Most traders are essentially dopamine-addicted gamblers masquerading as professionals. They sit in front of their screens, eyes glazed over, chasing every flicker of a one-minute candle as if it were a divine revelation. It’s pathetic, really.
If you’re wondering why your account looks like a crime scene, the answer isn’t your strategy; it’s your lack of basic emotional hygiene. You simply trade too much.
The average retail trader is addicted to noise. You believe that more activity in your trading equals more profit. It doesn’t. In the world of high-stakes trade management, activity is often the enemy of performance. You spend your day staring at 5-minute charts, convinced that every tiny wick is a “set-up.” It’s not a set-up; it’s a distraction designed to separate fools from their capital.

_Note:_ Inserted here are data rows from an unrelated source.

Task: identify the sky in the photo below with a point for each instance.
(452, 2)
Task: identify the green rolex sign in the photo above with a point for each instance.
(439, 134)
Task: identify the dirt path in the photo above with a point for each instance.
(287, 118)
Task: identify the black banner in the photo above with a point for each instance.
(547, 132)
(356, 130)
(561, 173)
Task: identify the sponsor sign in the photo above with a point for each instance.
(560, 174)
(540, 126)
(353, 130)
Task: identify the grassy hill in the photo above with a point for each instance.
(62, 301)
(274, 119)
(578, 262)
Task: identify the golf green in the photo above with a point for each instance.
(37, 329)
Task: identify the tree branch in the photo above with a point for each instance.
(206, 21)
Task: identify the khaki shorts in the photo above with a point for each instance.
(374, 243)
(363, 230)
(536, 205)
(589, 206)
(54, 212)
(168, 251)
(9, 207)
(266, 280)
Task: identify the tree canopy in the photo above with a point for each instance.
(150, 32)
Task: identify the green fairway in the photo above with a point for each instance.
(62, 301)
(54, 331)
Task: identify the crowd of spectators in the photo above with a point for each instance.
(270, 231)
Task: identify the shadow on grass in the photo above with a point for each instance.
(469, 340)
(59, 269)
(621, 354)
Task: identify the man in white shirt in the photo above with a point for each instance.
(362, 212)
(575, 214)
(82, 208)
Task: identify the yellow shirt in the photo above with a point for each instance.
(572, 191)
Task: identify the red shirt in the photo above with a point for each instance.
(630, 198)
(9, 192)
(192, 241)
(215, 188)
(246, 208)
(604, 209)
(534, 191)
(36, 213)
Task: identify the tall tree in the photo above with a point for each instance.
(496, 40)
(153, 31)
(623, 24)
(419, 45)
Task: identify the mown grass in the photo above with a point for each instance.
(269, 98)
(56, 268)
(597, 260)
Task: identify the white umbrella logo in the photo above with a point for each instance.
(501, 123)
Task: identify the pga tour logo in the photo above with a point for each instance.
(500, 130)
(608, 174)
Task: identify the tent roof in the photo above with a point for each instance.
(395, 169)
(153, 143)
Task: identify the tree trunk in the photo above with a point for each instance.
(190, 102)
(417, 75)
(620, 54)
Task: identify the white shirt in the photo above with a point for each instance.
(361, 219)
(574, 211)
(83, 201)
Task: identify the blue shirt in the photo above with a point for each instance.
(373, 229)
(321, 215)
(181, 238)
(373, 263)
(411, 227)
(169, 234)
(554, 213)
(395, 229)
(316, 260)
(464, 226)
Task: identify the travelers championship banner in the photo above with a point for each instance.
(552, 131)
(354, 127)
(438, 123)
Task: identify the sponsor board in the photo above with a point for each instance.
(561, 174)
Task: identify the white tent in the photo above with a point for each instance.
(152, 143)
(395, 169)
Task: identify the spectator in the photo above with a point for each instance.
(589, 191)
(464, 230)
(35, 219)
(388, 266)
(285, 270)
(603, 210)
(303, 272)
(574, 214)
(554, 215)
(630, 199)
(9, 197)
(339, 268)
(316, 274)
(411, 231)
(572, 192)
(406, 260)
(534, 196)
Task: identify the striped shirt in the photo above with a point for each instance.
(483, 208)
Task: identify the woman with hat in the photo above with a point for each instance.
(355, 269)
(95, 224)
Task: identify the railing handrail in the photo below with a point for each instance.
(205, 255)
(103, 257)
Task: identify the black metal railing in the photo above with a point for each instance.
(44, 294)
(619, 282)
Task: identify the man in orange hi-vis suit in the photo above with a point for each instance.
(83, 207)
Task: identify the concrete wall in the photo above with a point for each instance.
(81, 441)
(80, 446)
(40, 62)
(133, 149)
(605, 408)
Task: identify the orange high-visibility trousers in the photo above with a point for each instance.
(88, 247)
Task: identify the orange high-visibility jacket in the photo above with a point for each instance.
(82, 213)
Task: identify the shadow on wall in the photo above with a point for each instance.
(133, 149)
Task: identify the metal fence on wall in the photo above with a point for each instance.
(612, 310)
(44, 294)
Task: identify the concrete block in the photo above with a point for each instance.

I focus on high timeframe trading—the daily, weekly, monthly, and quarterly zones. Why? Because that is where the institutional imbalances live. Everything else is just static. If you can’t look at a chart without feeling the itch to click “buy” or “sell,” you aren’t a trader; you’re a victim of your own neurochemistry.
Your trading mindset is likely split between two warring factions: your analytical brain, which knows the rules to place high probability trades, and your emotional ego, which needs to be “right” right now.
We live in a world of instant gratification. You want the Tesla, the watch, and the 400% return before lunch. But the markets don’t care about your timeline. Professional trading psychology is built on the realization that the market rewards patience and punishes urgency.
During a recent webinar, I used a simple analogy: a broken glass. Once a supply and demand zone is overshot by even a single pip, the “glass” is broken. It doesn’t matter if it looks “mostly” okay. Professionalism requires the discipline to walk away from a broken setup, yet most of you will try to glue the pieces back together and call it a trade. That isn’t trading; it’s delusion.
If your trading is exciting, you’re doing it wrong. Professionalism is boring. It consists of waiting—sometimes for weeks—for price to hit a specific location.
Look at the recent analysis I did on Nike (NKE). Positive earnings came out, and what did the retail sheep do? They bought the “good news.” What did the stock do? It dropped 12%. Why? Because it was at a supply level. The news is just the catalyst that the big players use to get the liquidity they need to move price where they actually want it. If you aren’t trading the imbalance, you are the imbalance.
To fix your mindset in trading, you must stop seeking emotional certainty and start seeking probability.
The market is a machine that transfers money from the impatient to the patient. Which side of that transaction do you want to be on?
Decide now, or keep donating your account to those of us who have the grace to wait.